As origens da Bauhaus remontam ao movimento Arts and Crafts, do inglês William Morris, que procurou restabelecer a dignidade medieval do artesanato e do artesão. A Bauhaus propôs o restabelecimento do contato entre a arte e a produção industrial, o que fez repensando a arquitetura e criando um novo conceito de design — calcado na geometria, na razão e na ciência — acessível a todas as camadas sociais alemãs, em contraposição aos ditames burgueses. De um lado combatia a arte pela arte e do outro incentivava a liberdade de criação, mas dentro de convicções filosóficas comuns. Tal modelo teria forte influência sobre as gerações seguintes, assim como de seus descendentes que decidissem migrar para o exterior — como é o caso da família de Berlet, originária da Europa.
Prédios residenciais acartianos
Teria Artur Berlet descrito prédios residenciais acartianos com base no que conhecia de nossa própria civilização? E seria o processo algo natural ou artificial? Uma das suposições é de que Berlet teria de fato viajado a outro mundo, mas, para tentar descrever tudo o que lá vira — como o curioso talher e as construções residenciais —, teria recorrido àquilo que sua mente conhece, fazendo assim uma associação inocente, porém fictícia, do que vira lá com o que conhecia daqui. Outra suposição, mais hostil ao gaúcho, é de que ele nunca foi a lugar algum, apenas criou uma história encantada e recheada de fatos curiosos, dentro dos quais se acomodam o estranho utensílio que usara para comer e os prédios que descreveu. A se aceitar essa idea, o que se vê, na verdade, é que Berlet agira como tantos outros seres humanos, que criam uma história e a substanciam com elementos que estão em seu cotidiano. Ora, teriam os acartianos, uma raça tão avançada, um único talher e uma só arquitetura?
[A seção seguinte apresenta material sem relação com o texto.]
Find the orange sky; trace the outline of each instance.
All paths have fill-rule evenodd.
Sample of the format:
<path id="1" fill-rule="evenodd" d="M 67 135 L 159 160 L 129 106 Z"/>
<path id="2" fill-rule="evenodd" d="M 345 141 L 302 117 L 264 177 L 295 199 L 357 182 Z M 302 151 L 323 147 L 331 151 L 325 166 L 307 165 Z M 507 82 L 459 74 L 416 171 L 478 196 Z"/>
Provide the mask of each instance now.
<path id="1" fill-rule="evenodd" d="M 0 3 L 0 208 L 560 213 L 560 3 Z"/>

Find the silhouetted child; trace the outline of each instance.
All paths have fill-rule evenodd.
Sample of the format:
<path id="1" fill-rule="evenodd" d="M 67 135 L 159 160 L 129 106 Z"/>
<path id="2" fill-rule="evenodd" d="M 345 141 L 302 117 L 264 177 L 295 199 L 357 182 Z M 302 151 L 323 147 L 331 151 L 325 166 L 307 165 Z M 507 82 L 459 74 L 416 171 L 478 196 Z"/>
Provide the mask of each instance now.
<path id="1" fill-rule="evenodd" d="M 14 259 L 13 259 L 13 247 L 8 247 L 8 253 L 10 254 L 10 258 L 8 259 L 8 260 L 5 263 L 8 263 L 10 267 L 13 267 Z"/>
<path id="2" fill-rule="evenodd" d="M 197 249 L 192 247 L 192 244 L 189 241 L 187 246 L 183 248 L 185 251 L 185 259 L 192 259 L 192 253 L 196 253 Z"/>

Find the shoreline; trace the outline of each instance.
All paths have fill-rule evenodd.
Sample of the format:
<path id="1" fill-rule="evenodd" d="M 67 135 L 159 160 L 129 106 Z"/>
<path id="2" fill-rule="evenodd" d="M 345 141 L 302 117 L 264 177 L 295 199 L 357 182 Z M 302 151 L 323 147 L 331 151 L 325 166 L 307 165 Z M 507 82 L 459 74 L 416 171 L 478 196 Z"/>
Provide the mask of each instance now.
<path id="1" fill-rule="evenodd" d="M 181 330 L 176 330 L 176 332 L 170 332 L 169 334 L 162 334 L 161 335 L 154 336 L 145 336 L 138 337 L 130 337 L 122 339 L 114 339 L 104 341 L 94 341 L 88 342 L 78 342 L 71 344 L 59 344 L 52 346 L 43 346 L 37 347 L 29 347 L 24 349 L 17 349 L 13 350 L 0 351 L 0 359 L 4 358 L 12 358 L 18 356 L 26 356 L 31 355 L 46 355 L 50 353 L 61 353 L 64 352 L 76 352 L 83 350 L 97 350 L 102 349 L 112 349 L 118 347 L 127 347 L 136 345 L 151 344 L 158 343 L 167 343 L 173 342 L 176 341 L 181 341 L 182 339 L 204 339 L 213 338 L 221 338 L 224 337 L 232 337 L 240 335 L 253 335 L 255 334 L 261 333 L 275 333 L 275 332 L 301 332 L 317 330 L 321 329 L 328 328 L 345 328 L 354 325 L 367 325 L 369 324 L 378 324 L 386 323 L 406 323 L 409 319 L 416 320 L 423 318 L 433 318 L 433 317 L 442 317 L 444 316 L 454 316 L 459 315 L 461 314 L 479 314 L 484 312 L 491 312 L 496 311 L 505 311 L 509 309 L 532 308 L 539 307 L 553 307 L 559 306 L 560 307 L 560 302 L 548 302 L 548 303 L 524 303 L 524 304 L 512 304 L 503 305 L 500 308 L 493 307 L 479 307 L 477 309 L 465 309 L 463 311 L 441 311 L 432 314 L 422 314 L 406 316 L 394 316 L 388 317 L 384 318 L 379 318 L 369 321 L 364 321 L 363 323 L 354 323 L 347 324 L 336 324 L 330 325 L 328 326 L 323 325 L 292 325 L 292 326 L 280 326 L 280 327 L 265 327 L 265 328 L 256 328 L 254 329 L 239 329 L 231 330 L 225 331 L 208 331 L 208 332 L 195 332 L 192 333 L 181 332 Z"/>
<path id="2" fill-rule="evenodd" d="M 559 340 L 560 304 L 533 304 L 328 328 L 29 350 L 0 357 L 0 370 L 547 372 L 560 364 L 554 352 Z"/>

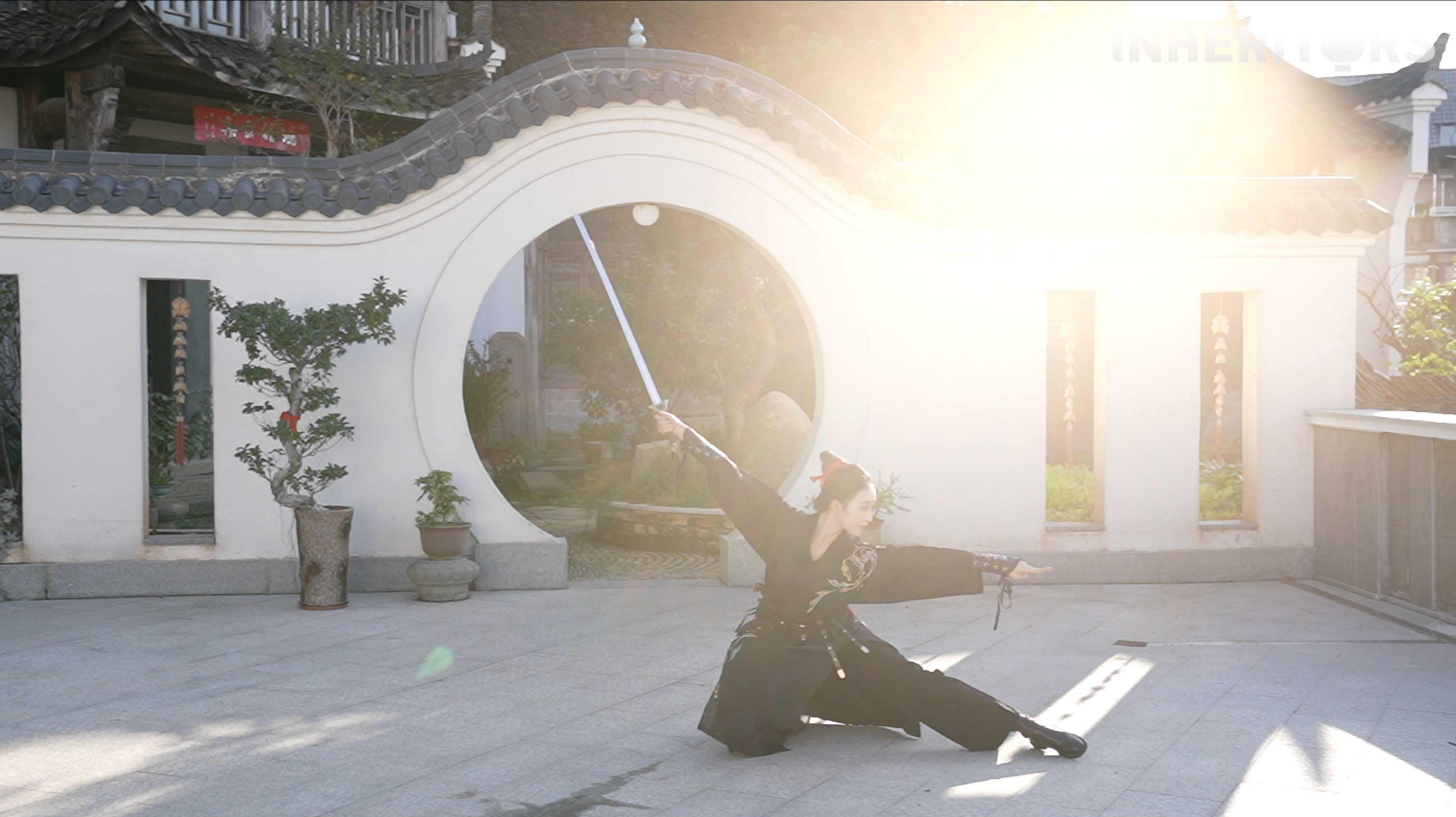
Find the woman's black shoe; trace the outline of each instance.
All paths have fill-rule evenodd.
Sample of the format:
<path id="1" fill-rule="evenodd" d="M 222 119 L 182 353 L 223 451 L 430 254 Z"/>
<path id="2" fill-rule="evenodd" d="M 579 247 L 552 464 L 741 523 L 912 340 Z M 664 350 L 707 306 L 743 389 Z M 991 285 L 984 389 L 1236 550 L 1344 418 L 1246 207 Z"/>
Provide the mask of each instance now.
<path id="1" fill-rule="evenodd" d="M 1088 750 L 1088 741 L 1080 736 L 1047 728 L 1026 715 L 1022 715 L 1016 723 L 1016 731 L 1024 734 L 1035 749 L 1056 749 L 1057 754 L 1063 757 L 1082 757 L 1082 753 Z"/>

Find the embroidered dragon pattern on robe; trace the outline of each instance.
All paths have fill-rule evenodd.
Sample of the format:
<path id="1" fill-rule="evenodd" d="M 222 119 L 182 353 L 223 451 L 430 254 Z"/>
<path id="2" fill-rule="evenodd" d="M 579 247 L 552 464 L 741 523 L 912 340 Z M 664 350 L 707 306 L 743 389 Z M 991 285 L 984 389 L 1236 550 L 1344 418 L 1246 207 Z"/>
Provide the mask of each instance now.
<path id="1" fill-rule="evenodd" d="M 830 593 L 852 593 L 859 590 L 859 587 L 869 579 L 869 574 L 875 571 L 875 566 L 879 564 L 879 554 L 871 545 L 860 545 L 855 548 L 855 552 L 849 554 L 843 563 L 839 566 L 840 574 L 844 577 L 843 581 L 839 579 L 830 579 L 830 590 L 820 590 L 814 593 L 814 599 L 810 602 L 808 612 L 814 612 L 815 605 Z"/>

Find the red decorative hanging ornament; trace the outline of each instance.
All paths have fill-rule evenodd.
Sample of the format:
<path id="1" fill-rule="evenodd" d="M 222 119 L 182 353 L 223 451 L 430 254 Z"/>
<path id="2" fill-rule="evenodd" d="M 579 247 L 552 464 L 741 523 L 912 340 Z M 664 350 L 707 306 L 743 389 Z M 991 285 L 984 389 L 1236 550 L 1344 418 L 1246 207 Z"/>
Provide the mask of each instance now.
<path id="1" fill-rule="evenodd" d="M 847 459 L 836 459 L 836 461 L 833 461 L 833 462 L 830 462 L 828 465 L 824 467 L 824 472 L 823 474 L 820 474 L 818 477 L 810 477 L 810 481 L 818 483 L 818 484 L 823 486 L 824 480 L 828 480 L 834 474 L 834 471 L 839 471 L 844 465 L 849 465 Z"/>

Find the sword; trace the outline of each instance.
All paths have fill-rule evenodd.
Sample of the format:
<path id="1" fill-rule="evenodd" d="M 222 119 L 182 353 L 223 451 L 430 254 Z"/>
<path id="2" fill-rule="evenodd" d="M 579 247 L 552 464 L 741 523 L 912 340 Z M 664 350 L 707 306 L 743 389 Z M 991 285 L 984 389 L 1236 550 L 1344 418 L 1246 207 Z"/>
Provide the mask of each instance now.
<path id="1" fill-rule="evenodd" d="M 597 243 L 587 233 L 587 224 L 581 221 L 581 214 L 572 215 L 572 218 L 577 220 L 577 230 L 581 231 L 581 240 L 587 243 L 587 251 L 591 253 L 591 263 L 597 265 L 597 275 L 601 276 L 601 285 L 607 289 L 612 310 L 617 314 L 617 323 L 622 324 L 622 334 L 628 336 L 628 346 L 632 349 L 632 359 L 636 361 L 638 372 L 642 375 L 642 384 L 646 385 L 646 395 L 652 398 L 654 407 L 661 407 L 662 395 L 657 393 L 657 382 L 652 381 L 652 372 L 646 371 L 642 349 L 638 347 L 636 336 L 632 334 L 632 326 L 628 323 L 628 315 L 622 311 L 622 301 L 617 301 L 617 291 L 612 288 L 612 279 L 607 278 L 607 267 L 601 266 L 601 256 L 597 254 Z"/>

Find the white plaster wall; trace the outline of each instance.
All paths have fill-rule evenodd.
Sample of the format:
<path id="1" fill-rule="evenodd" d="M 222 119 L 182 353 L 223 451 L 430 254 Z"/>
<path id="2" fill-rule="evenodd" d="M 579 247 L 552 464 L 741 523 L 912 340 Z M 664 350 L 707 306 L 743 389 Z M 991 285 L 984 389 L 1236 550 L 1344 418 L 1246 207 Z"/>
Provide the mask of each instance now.
<path id="1" fill-rule="evenodd" d="M 397 343 L 351 350 L 335 378 L 358 429 L 320 496 L 357 507 L 352 548 L 412 555 L 430 468 L 472 497 L 482 541 L 546 535 L 476 461 L 460 350 L 499 270 L 572 212 L 661 202 L 718 218 L 780 265 L 811 333 L 811 452 L 898 472 L 913 513 L 894 541 L 1034 550 L 1044 535 L 1045 302 L 1105 307 L 1108 531 L 1086 547 L 1197 547 L 1198 294 L 1258 291 L 1261 544 L 1310 539 L 1303 411 L 1353 406 L 1354 259 L 1369 237 L 986 234 L 907 224 L 842 192 L 782 144 L 702 110 L 609 106 L 553 119 L 371 217 L 0 212 L 22 276 L 26 545 L 35 560 L 137 558 L 144 532 L 143 278 L 207 278 L 230 298 L 351 301 L 379 275 L 408 289 Z M 86 270 L 86 272 L 74 272 Z M 261 440 L 229 407 L 240 347 L 214 346 L 217 558 L 288 555 L 288 518 L 227 452 Z"/>
<path id="2" fill-rule="evenodd" d="M 0 148 L 6 147 L 20 147 L 20 109 L 16 90 L 0 86 Z"/>
<path id="3" fill-rule="evenodd" d="M 470 329 L 470 339 L 479 342 L 489 340 L 496 331 L 515 331 L 526 334 L 526 253 L 511 256 L 505 267 L 491 283 L 491 289 L 480 302 L 480 311 L 475 314 L 475 326 Z"/>

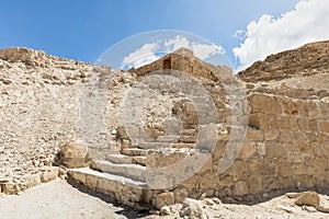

Em Acart, a 60 milhões de km da Terra, os países se unificaram e a abolição das fronteiras traduziu o fim das guerras e do uso de dinheiro. Disseram a Berlet que lá o governante supremo era escolhido a ca-da três anos pelo voto popular
Voltando à Bauhaus, não há quem não tenha incorporado, mesmo que inconscientemente, seu estilo simples e limpo de dar forma às coisas valendo-se apenas de formas geométricas e de cores básicas, geralmente o preto e o branco, para contrastar com a burguesia da época, que costumava utilizar cores fortes. Na maioria das vezes nos passam despercebidos que muitos dos prédios, casas, móveis, objetos etc que nos rodeiam são baseados nessa escola. Apenas para lembrar, foi na Bauhaus que se inventaram as cadeiras de aço tubular e outros equipamentos semelhantes e há muito incorporados ao nosso uso cotidiano — e tão abundantemente descritos por quem alega ter estado no interior de UFOs e sido levado a outros mundos.
Enfim, se ainda hoje a Bauhaus ainda soa moderna e futurista, na época de Berlet deveria impressionar bem mais. Isso não surpreende se levarmos em conta que os projetos não guardavam qualquer referência com o passado — ao contrário de todos os estilos anteriores — e eram inteiramente voltados para o presente e para o futuro, obedecendo aos princípios de racionalidade, simplificação e da unidade entre forma e função. Assim, talvez não tenha sido por acaso, portanto, que Berlet escolheu o estilo da Bauhaus para dar forma aos prédios e móveis do planeta que pretendeu ter visitado. Um marco na história das artes, nenhuma escola teve mais influência no aspecto das cidades modernas do século XX do que ela — inclusive em cidades de outros planetas.